The lengthy item landed on The Players’ Tribune website, founded by Brady’s new landlord in Tampa and reportedly sold last year to Minute Media. And, regardless of whether it was written by Brady or by Players’ Tribune staff or some collaboration between the two (one of the most common criticisms of the website is that the players don’t actually write the things that are posted in their names), it really didn’t tell anyone anything they didn’t already know.
The most interesting inclusion was this, which Brady may have said at some point in the past 20 years, but which still stands out now that he’s moved on from Boston: When Brady was drafted by the New England Patriots, he didn’t know much about New England at all.
“I honestly didn’t have a clear idea where New England actually was,” Brady (or someone) writes. “Was New England an actual place?”
Brady will now be playing, eventually, in a new place, and the most interesting and glaring omission in the scroll-scroll-scroll-your-boat column was that it contains no indication whatsoever of the seismic shift in sports and reality resulting from the ongoing coronavirus pandemic.
“It may be the off-season now, but to me it feels like the season has already started,” Brady (or someone) writes, without acknowledging the mastodon in the room that may not let the season start on time, or at all.
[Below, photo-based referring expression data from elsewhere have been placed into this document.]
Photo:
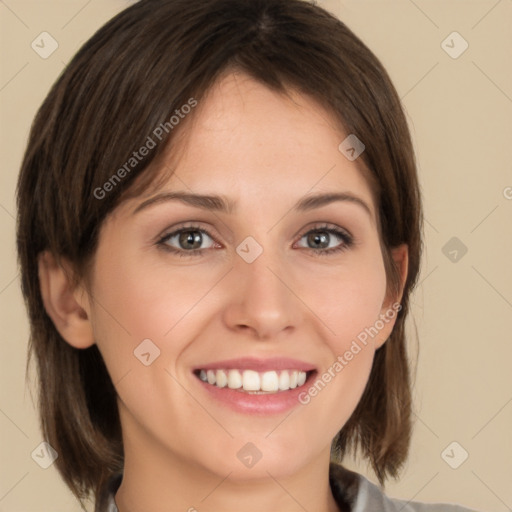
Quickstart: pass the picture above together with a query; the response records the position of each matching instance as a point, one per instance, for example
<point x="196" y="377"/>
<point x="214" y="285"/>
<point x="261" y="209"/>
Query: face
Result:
<point x="267" y="291"/>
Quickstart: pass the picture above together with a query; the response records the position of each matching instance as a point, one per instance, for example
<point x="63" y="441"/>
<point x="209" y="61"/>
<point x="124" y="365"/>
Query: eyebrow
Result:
<point x="223" y="204"/>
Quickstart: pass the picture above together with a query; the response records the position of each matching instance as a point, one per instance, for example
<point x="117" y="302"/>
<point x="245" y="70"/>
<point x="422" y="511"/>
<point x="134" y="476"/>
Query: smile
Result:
<point x="251" y="381"/>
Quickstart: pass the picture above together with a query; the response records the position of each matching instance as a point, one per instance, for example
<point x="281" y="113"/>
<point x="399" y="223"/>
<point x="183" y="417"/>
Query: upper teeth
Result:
<point x="249" y="380"/>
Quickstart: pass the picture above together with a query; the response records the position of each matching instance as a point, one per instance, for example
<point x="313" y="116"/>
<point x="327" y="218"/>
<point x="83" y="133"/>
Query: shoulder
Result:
<point x="361" y="495"/>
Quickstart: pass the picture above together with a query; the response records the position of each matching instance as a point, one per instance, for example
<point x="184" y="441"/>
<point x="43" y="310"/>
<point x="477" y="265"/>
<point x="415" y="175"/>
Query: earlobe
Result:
<point x="63" y="302"/>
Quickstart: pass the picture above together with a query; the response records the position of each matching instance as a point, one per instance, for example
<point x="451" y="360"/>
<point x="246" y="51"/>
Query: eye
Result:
<point x="186" y="241"/>
<point x="325" y="240"/>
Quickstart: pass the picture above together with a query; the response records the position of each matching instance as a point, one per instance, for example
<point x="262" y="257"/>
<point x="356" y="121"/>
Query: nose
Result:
<point x="261" y="298"/>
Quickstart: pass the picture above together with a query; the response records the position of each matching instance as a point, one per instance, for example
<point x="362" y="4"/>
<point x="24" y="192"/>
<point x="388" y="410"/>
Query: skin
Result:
<point x="265" y="152"/>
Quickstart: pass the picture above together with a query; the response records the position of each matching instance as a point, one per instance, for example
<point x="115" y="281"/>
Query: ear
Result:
<point x="65" y="304"/>
<point x="391" y="305"/>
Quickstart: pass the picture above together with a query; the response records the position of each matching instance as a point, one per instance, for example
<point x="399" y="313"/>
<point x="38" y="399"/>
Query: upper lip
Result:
<point x="258" y="364"/>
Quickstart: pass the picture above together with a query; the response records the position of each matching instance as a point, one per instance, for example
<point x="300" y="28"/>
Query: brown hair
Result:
<point x="128" y="79"/>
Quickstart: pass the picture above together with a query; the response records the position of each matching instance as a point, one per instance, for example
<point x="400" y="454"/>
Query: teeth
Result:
<point x="234" y="379"/>
<point x="254" y="382"/>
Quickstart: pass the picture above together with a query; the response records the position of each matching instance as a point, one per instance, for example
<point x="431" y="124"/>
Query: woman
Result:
<point x="219" y="230"/>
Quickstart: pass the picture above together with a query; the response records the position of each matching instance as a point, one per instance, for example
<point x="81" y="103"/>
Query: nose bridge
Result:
<point x="261" y="298"/>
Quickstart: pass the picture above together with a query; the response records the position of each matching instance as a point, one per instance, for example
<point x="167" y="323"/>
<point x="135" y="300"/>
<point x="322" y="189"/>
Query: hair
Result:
<point x="125" y="81"/>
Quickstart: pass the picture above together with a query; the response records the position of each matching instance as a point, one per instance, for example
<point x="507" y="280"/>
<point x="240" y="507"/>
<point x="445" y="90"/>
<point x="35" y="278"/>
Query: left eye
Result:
<point x="187" y="239"/>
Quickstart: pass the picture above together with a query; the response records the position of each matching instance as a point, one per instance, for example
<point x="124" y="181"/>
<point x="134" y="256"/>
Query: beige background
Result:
<point x="460" y="112"/>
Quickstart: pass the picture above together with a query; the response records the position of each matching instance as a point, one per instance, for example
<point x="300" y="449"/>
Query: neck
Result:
<point x="159" y="480"/>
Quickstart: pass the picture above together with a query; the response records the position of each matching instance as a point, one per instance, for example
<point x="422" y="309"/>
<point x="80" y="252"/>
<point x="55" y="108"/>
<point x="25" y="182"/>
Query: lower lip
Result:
<point x="247" y="403"/>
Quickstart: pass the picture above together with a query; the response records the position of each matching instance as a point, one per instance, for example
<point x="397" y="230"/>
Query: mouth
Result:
<point x="256" y="386"/>
<point x="254" y="382"/>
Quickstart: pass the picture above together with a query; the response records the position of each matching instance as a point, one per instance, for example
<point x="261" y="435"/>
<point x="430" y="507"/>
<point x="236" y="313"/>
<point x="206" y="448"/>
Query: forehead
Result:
<point x="244" y="138"/>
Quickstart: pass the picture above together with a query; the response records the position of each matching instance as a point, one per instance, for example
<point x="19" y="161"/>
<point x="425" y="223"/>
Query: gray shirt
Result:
<point x="352" y="492"/>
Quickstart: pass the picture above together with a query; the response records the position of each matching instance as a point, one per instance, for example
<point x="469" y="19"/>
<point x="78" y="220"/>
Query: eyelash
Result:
<point x="346" y="238"/>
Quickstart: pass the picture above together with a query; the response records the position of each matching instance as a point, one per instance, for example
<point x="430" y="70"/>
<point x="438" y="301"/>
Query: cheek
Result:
<point x="351" y="299"/>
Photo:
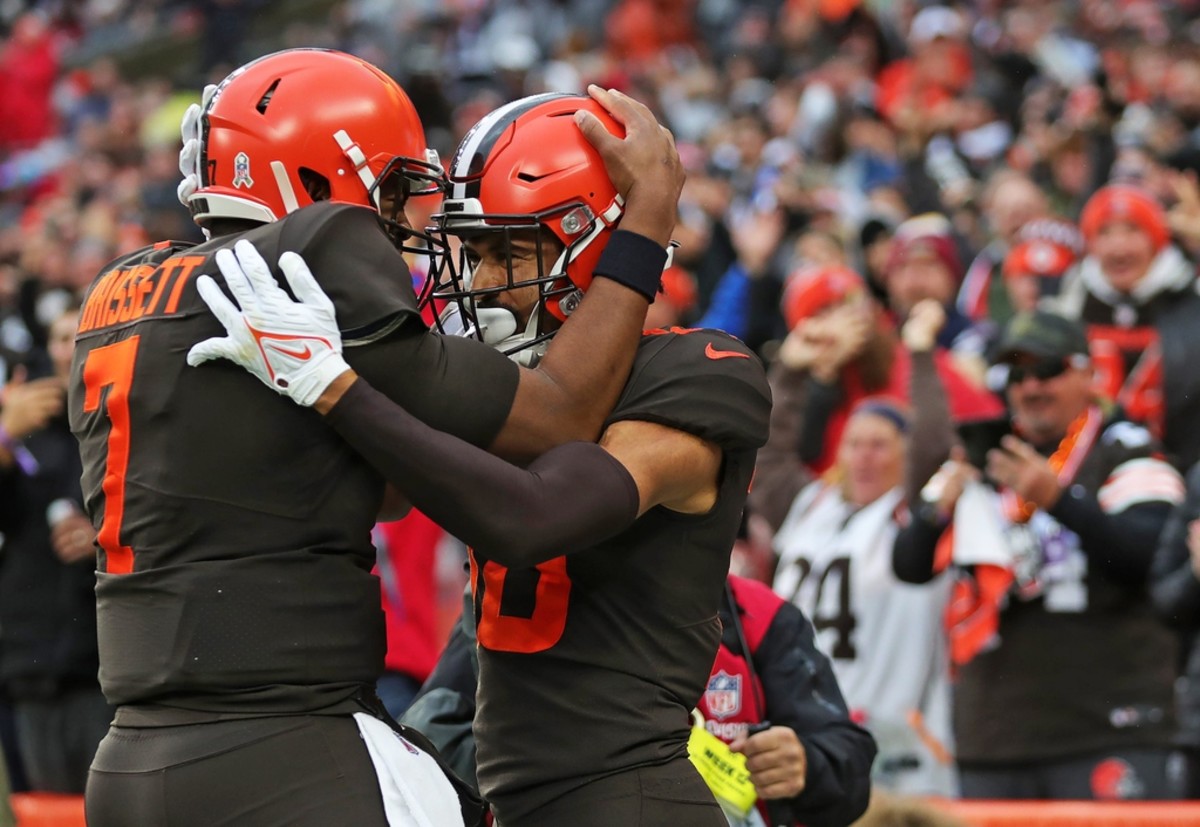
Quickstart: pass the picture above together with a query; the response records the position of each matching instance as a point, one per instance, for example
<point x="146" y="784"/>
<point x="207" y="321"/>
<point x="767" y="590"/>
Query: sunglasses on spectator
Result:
<point x="1044" y="369"/>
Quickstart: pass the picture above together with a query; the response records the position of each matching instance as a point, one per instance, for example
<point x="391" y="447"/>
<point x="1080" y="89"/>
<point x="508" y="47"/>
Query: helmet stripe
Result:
<point x="483" y="137"/>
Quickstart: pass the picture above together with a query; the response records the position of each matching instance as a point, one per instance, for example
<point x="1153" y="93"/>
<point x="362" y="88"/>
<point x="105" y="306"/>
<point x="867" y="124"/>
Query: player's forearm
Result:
<point x="586" y="366"/>
<point x="515" y="516"/>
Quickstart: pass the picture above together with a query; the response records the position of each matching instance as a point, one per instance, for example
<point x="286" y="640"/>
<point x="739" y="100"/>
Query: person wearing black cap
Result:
<point x="1063" y="673"/>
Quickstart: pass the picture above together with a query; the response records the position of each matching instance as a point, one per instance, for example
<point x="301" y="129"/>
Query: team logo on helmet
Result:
<point x="724" y="695"/>
<point x="241" y="171"/>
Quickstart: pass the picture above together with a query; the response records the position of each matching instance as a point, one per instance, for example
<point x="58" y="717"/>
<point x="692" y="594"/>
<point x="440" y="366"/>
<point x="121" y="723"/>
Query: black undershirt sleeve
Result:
<point x="515" y="516"/>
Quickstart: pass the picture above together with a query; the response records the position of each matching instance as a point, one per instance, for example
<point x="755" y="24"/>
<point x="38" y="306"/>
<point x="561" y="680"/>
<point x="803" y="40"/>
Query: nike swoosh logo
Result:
<point x="713" y="353"/>
<point x="303" y="355"/>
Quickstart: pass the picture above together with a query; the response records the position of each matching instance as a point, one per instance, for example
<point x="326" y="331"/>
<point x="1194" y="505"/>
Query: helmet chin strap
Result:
<point x="496" y="324"/>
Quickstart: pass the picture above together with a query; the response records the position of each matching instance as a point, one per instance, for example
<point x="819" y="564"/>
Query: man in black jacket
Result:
<point x="810" y="765"/>
<point x="1175" y="592"/>
<point x="1063" y="685"/>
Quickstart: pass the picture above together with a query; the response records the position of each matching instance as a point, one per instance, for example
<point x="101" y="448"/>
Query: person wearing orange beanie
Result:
<point x="1135" y="292"/>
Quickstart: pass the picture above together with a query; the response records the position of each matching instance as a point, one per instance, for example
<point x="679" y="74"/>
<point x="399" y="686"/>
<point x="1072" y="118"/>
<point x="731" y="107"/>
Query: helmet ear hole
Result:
<point x="315" y="184"/>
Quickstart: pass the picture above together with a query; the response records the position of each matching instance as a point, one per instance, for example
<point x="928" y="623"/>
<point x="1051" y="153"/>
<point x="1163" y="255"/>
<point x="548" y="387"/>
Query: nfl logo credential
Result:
<point x="241" y="171"/>
<point x="724" y="695"/>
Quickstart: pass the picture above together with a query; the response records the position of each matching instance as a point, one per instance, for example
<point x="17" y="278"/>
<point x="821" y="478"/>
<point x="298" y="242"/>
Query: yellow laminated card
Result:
<point x="723" y="769"/>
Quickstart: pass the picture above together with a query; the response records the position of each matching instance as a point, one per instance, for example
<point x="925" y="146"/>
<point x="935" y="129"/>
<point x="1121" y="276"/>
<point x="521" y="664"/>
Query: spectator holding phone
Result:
<point x="1135" y="292"/>
<point x="1063" y="673"/>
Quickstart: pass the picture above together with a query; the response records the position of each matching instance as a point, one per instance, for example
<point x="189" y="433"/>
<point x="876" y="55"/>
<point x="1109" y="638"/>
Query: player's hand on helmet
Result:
<point x="190" y="155"/>
<point x="643" y="166"/>
<point x="293" y="346"/>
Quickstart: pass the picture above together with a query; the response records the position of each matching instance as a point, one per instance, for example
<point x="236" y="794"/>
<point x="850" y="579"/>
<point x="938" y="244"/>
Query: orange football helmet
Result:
<point x="306" y="125"/>
<point x="527" y="166"/>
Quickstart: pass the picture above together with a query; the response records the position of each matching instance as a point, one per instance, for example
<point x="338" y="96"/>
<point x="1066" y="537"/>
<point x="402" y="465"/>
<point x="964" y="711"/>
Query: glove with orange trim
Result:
<point x="293" y="347"/>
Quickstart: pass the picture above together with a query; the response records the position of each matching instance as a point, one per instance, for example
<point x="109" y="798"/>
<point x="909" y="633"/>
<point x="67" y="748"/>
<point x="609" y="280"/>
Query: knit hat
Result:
<point x="1044" y="247"/>
<point x="1125" y="202"/>
<point x="813" y="289"/>
<point x="929" y="233"/>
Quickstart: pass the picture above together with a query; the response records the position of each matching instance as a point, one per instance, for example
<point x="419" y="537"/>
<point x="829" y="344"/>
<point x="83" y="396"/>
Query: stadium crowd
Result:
<point x="885" y="201"/>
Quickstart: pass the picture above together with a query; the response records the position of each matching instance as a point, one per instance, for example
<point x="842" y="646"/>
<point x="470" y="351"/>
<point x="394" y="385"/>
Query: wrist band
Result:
<point x="19" y="453"/>
<point x="634" y="261"/>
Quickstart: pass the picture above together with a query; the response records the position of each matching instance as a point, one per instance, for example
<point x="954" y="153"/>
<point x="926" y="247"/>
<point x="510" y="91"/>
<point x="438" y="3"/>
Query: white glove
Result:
<point x="190" y="155"/>
<point x="292" y="346"/>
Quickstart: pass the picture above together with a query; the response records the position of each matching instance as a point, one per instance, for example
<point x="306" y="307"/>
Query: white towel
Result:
<point x="415" y="791"/>
<point x="979" y="528"/>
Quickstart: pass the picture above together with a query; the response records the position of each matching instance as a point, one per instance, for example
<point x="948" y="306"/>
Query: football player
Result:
<point x="598" y="570"/>
<point x="239" y="624"/>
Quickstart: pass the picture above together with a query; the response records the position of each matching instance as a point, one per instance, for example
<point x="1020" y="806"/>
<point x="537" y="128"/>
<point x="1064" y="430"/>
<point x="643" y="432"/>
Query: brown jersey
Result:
<point x="234" y="573"/>
<point x="591" y="663"/>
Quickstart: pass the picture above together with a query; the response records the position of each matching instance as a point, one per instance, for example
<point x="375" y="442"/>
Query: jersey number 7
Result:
<point x="112" y="366"/>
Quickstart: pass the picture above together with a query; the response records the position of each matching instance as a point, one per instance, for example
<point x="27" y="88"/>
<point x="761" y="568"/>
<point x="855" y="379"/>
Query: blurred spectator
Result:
<point x="924" y="264"/>
<point x="1063" y="673"/>
<point x="675" y="303"/>
<point x="1175" y="589"/>
<point x="29" y="66"/>
<point x="841" y="348"/>
<point x="885" y="637"/>
<point x="406" y="562"/>
<point x="1009" y="202"/>
<point x="48" y="659"/>
<point x="1135" y="293"/>
<point x="922" y="87"/>
<point x="1043" y="251"/>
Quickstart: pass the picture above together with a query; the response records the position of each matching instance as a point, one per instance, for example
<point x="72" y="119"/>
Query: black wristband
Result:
<point x="633" y="261"/>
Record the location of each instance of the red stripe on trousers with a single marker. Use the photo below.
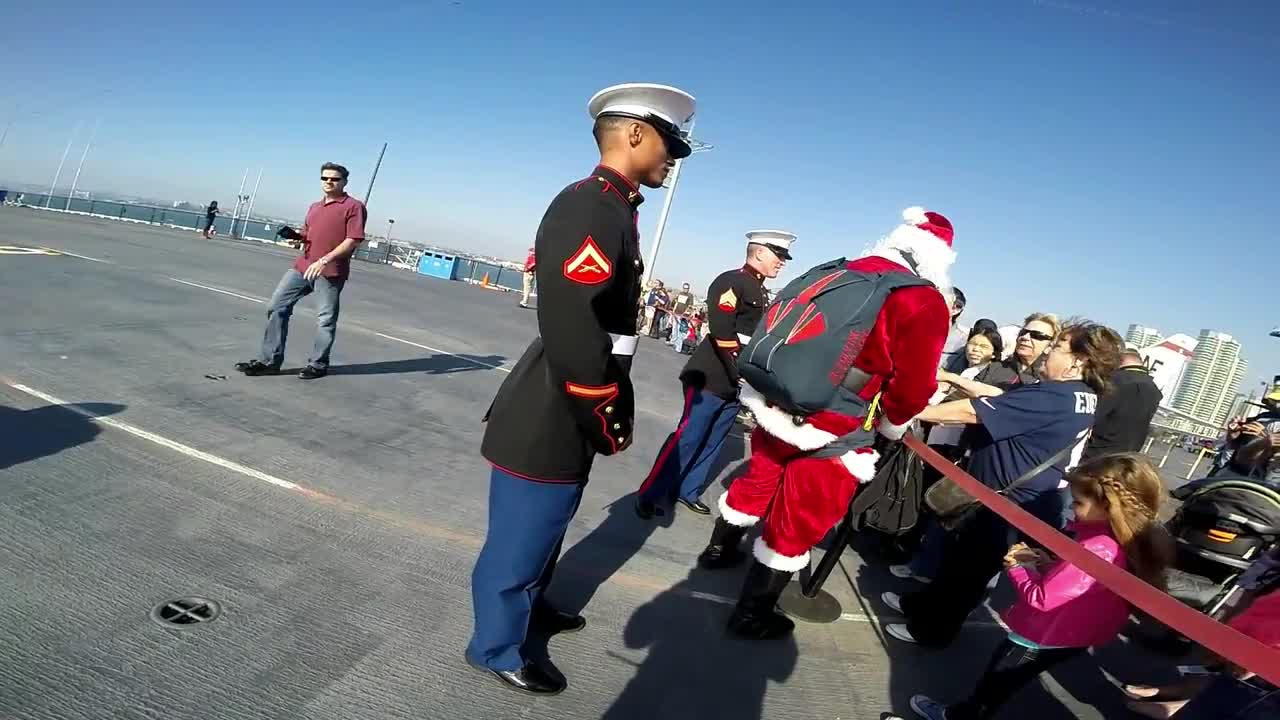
(671, 442)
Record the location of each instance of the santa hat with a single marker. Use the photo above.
(926, 237)
(929, 222)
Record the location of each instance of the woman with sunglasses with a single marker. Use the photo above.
(1020, 368)
(1016, 432)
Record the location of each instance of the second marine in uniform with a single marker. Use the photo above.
(568, 399)
(735, 302)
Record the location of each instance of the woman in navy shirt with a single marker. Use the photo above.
(1018, 431)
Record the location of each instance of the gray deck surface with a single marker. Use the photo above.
(348, 595)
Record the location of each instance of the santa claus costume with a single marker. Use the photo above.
(800, 496)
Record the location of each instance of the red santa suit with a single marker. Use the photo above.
(800, 497)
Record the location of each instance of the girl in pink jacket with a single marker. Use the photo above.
(1061, 611)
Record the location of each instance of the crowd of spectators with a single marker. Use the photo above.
(1052, 415)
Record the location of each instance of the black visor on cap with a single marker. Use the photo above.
(677, 144)
(778, 250)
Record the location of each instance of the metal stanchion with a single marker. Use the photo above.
(1196, 464)
(807, 600)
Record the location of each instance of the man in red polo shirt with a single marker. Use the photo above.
(330, 233)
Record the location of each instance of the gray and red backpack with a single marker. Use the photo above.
(801, 352)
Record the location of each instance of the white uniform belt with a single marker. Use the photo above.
(624, 343)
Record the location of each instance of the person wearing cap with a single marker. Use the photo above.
(735, 304)
(530, 264)
(805, 468)
(570, 396)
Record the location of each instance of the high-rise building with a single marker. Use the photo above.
(1212, 379)
(1139, 337)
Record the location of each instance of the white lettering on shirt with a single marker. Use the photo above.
(1086, 402)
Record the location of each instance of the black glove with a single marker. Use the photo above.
(882, 445)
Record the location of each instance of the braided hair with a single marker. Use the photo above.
(1130, 491)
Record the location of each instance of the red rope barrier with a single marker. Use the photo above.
(1226, 642)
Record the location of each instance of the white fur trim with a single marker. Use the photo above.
(915, 215)
(892, 431)
(735, 516)
(778, 423)
(860, 464)
(932, 256)
(772, 559)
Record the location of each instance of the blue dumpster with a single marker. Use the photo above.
(437, 264)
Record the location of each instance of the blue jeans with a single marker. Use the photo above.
(685, 461)
(528, 520)
(1228, 698)
(292, 288)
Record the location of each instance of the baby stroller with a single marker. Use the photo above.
(1224, 524)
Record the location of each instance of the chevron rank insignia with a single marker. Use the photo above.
(728, 301)
(588, 265)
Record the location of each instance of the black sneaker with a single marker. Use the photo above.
(647, 510)
(311, 373)
(254, 368)
(695, 505)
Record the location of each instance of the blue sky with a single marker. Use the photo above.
(1114, 159)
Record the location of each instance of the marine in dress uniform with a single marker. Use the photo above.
(735, 304)
(794, 488)
(570, 397)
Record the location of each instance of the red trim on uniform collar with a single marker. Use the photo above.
(627, 191)
(625, 180)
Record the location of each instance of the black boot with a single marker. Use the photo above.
(722, 550)
(757, 616)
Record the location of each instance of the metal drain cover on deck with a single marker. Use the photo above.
(186, 613)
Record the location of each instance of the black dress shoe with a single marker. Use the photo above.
(311, 373)
(547, 619)
(647, 510)
(695, 505)
(723, 551)
(254, 368)
(531, 679)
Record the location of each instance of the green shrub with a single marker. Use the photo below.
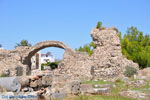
(130, 71)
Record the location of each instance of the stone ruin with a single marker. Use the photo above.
(106, 62)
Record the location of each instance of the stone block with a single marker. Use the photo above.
(10, 83)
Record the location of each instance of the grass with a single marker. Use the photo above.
(144, 88)
(97, 82)
(99, 97)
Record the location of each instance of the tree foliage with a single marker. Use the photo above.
(23, 43)
(136, 46)
(99, 25)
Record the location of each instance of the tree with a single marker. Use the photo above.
(23, 43)
(136, 46)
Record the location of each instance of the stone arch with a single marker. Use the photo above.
(42, 45)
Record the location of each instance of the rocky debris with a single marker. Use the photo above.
(136, 83)
(10, 83)
(144, 74)
(96, 89)
(107, 61)
(59, 95)
(135, 94)
(47, 80)
(19, 96)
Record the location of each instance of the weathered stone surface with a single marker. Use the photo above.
(10, 83)
(107, 57)
(107, 61)
(59, 95)
(47, 80)
(86, 88)
(135, 94)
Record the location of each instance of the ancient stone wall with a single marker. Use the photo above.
(107, 61)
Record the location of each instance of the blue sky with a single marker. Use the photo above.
(69, 21)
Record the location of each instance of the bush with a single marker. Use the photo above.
(130, 71)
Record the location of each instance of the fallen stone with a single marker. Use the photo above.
(59, 96)
(135, 94)
(101, 90)
(47, 80)
(10, 83)
(86, 88)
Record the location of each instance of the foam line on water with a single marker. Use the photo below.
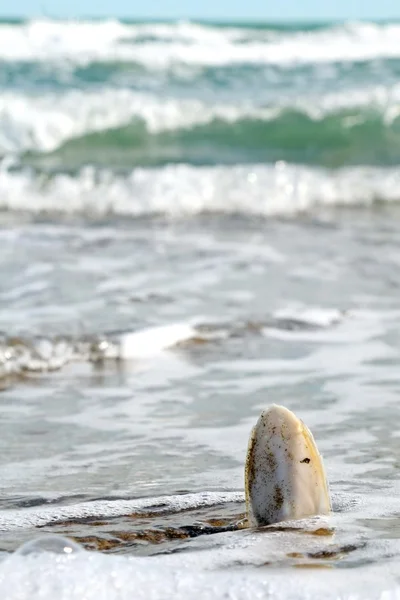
(178, 191)
(81, 42)
(33, 517)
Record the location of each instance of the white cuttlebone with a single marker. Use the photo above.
(284, 472)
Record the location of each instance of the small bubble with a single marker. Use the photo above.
(56, 544)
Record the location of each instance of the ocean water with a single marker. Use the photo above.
(196, 221)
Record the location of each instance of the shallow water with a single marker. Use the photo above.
(163, 282)
(303, 313)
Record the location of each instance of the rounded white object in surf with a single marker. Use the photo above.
(284, 473)
(153, 340)
(55, 544)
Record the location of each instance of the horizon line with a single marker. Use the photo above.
(214, 20)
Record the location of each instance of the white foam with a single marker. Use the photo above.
(33, 517)
(189, 44)
(179, 191)
(46, 121)
(43, 122)
(182, 576)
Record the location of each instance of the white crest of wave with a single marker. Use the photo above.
(165, 45)
(43, 122)
(181, 191)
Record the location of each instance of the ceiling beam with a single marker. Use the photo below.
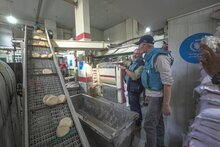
(79, 45)
(38, 11)
(73, 2)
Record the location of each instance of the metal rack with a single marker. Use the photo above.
(41, 121)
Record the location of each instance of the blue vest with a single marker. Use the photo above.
(150, 77)
(134, 85)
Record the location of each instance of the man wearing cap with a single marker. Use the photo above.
(133, 81)
(157, 80)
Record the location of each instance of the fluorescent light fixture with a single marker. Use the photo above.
(147, 30)
(11, 19)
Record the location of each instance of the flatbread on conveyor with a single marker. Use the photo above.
(52, 100)
(47, 71)
(43, 38)
(39, 31)
(67, 121)
(36, 37)
(62, 131)
(43, 56)
(46, 97)
(35, 55)
(35, 43)
(41, 43)
(61, 98)
(50, 55)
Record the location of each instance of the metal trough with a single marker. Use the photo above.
(105, 123)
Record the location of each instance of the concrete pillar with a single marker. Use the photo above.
(51, 25)
(82, 23)
(131, 28)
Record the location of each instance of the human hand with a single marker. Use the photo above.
(210, 60)
(166, 110)
(122, 67)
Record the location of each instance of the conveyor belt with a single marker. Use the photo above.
(41, 121)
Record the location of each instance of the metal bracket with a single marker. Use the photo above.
(73, 2)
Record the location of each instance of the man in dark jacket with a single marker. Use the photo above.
(133, 81)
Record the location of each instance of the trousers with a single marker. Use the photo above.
(135, 105)
(153, 124)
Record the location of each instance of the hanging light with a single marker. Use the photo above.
(11, 19)
(147, 30)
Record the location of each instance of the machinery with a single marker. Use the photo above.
(40, 120)
(111, 79)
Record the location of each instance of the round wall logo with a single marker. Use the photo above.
(189, 49)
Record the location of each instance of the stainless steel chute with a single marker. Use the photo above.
(41, 121)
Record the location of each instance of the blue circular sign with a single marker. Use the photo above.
(189, 49)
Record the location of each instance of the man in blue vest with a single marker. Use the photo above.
(157, 80)
(133, 81)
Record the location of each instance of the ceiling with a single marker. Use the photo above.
(105, 13)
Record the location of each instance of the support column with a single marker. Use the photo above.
(51, 25)
(82, 23)
(131, 28)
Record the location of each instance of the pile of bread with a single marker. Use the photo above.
(40, 43)
(47, 71)
(66, 123)
(51, 100)
(64, 126)
(38, 55)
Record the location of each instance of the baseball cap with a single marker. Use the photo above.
(137, 51)
(145, 39)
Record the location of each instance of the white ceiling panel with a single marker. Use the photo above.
(105, 13)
“Gillette Stadium holds around 70,000 people,” Brady (or someone) explains, “and I’ve never not played in a sold-out stadium during my career as a Patriot. How fortunate am I?”
Possibly not very fortunate, considering that if he plays at all in 2020 he may be playing before empty stadiums or in practice facilities.
That kind of ignorance-is-bliss approach may fly when presenting material on a first-person player-centric website, but it won’t work when it’s time to talk to Howard Stern on Wednesday. Surely, Stern will ask Brady to explain how this new reality for all of us impacts his own — especially since Stern’s legendary research skills surely will include careful study of the 2,614-word article published on Monday.